いつのころか、夜中になると餅をつく音が聞こえてくるので、近所の村人が不思議に思い、音のする方に行ってみると、その音は「蛇ニオ」の中から聞こえてくる。村人は不思議に思い、身を清めてからニオを崩してみると、その中から一頭の獅子頭が出てきた。これは神様の下されものだろうということになり、この獅子頭は村人たちにより大事に保管され、現在の宇賀神社の獅子舞に継承されている。

また、付近の家に火災があったとき、どこからともなく四、五人の若者が現れ、火の中に飛び込み家財道具を運び出してくれた。家人らがお礼を言おうと若者たちを探したが、すでにいずこともなく消え去っていた。このとき、「蛇ニオ」にも火の粉が降りかかったが発火することはなかった。村人たちは、その若者達は、きっと神の化身だったのだろうと噂しあった。

またある時は、赤川に大洪水が起こりこの「蛇ニオ」は押し流されて、東南の150mくらい離れた地に止まった。村人たちは、洪水の跡片付けに忙しく、「蛇ニオ」のことをわすれてしまっていた。すると「蛇ニオ」が流れ着いた近辺に不幸が相次いで起こるので巫女に伺いをたてたところ、「蛇ニオ」は、元の位置に戻りたがっているという神のお告げがあった。

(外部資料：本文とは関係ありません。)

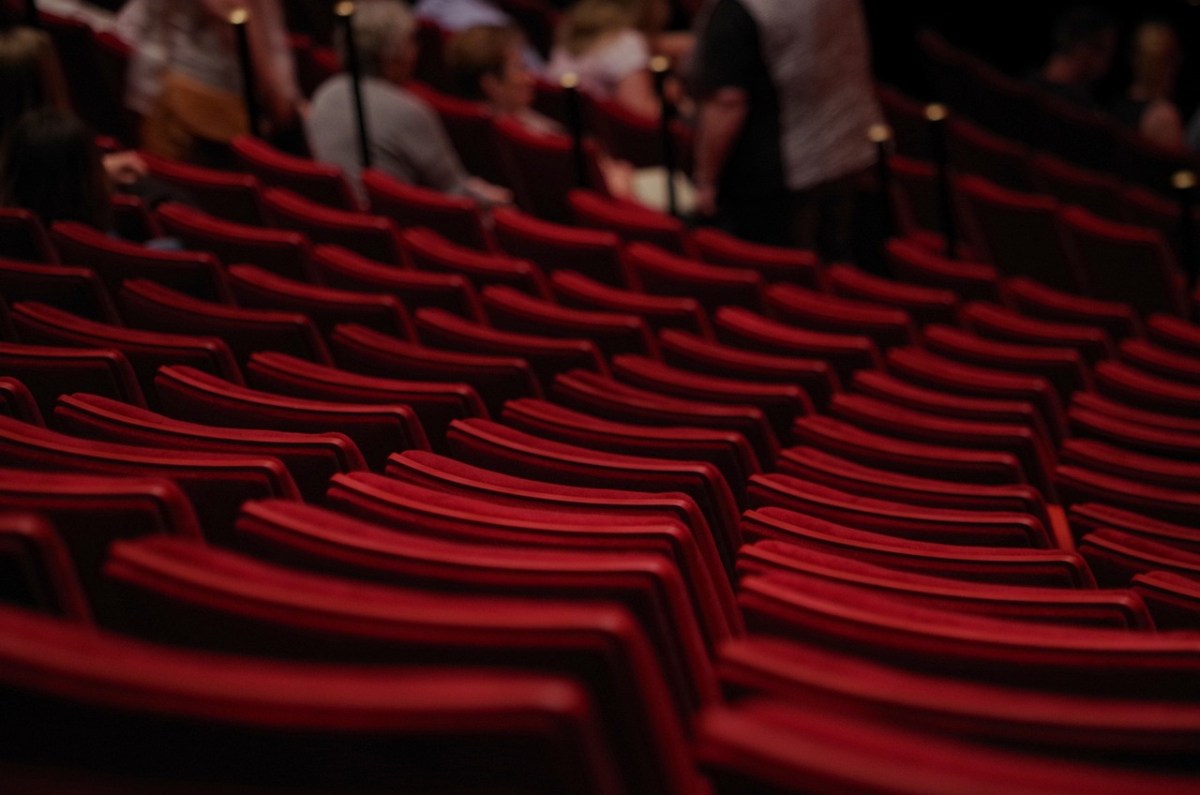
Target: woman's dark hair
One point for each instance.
(49, 163)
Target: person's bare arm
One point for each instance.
(718, 124)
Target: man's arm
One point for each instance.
(718, 124)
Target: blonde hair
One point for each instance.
(589, 21)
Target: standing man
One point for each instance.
(786, 97)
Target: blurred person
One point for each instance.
(406, 137)
(1085, 42)
(1149, 103)
(785, 99)
(609, 45)
(185, 76)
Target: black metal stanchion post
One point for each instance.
(345, 12)
(660, 66)
(881, 136)
(1185, 184)
(936, 114)
(239, 18)
(570, 83)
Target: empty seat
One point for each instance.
(557, 246)
(803, 364)
(17, 401)
(1019, 233)
(917, 522)
(607, 398)
(377, 429)
(1125, 263)
(436, 404)
(779, 530)
(611, 332)
(676, 516)
(427, 250)
(923, 304)
(232, 196)
(773, 263)
(145, 351)
(215, 483)
(780, 402)
(1116, 556)
(1033, 298)
(345, 269)
(841, 354)
(633, 222)
(1081, 484)
(1032, 449)
(47, 372)
(646, 583)
(1087, 516)
(209, 598)
(23, 237)
(148, 305)
(1174, 599)
(1158, 442)
(658, 311)
(196, 274)
(96, 706)
(489, 444)
(913, 263)
(664, 273)
(922, 459)
(549, 356)
(1113, 608)
(726, 450)
(822, 312)
(496, 378)
(76, 290)
(1068, 659)
(762, 746)
(934, 371)
(276, 250)
(371, 235)
(316, 181)
(817, 466)
(897, 392)
(1063, 368)
(1162, 362)
(1126, 731)
(37, 572)
(311, 458)
(325, 306)
(1141, 389)
(455, 217)
(1005, 324)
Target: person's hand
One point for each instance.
(124, 167)
(706, 199)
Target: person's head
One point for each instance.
(29, 75)
(1087, 36)
(1156, 57)
(49, 163)
(384, 35)
(589, 21)
(487, 65)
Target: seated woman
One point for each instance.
(609, 43)
(1149, 105)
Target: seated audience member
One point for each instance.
(1085, 40)
(30, 78)
(1149, 105)
(406, 136)
(49, 165)
(609, 43)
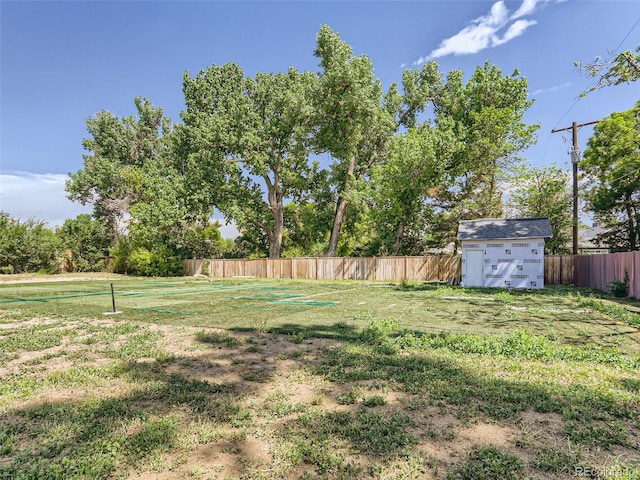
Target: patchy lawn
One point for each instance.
(257, 379)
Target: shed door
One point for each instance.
(475, 268)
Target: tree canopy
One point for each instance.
(319, 162)
(611, 169)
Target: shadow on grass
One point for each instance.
(93, 438)
(99, 438)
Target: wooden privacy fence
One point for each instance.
(598, 271)
(558, 268)
(432, 268)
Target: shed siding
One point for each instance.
(509, 263)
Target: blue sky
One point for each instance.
(61, 62)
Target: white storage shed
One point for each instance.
(506, 253)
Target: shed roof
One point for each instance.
(492, 228)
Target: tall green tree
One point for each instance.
(113, 174)
(249, 138)
(486, 114)
(87, 240)
(27, 246)
(405, 184)
(611, 169)
(356, 119)
(545, 192)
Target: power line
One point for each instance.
(575, 154)
(593, 80)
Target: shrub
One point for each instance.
(6, 270)
(155, 264)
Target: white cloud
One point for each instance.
(41, 196)
(486, 31)
(550, 89)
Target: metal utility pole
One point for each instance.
(575, 158)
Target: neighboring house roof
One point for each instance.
(587, 236)
(491, 228)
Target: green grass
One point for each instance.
(299, 379)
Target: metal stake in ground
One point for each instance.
(113, 303)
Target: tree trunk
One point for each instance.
(341, 209)
(275, 199)
(275, 238)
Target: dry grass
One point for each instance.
(389, 388)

そうしているうちに、再び大洪水が起こり、川の流れが逆になり、「蛇ニオ」は元の位置に復したという。

宇賀神社の神は、白蛇の姿になって現れると伝えられており、信仰する人の前には、白い蛇や頭に金のハチマキをした蛇が現れるという。現在も、安産の神、防火の神として、近在の信仰を集めている。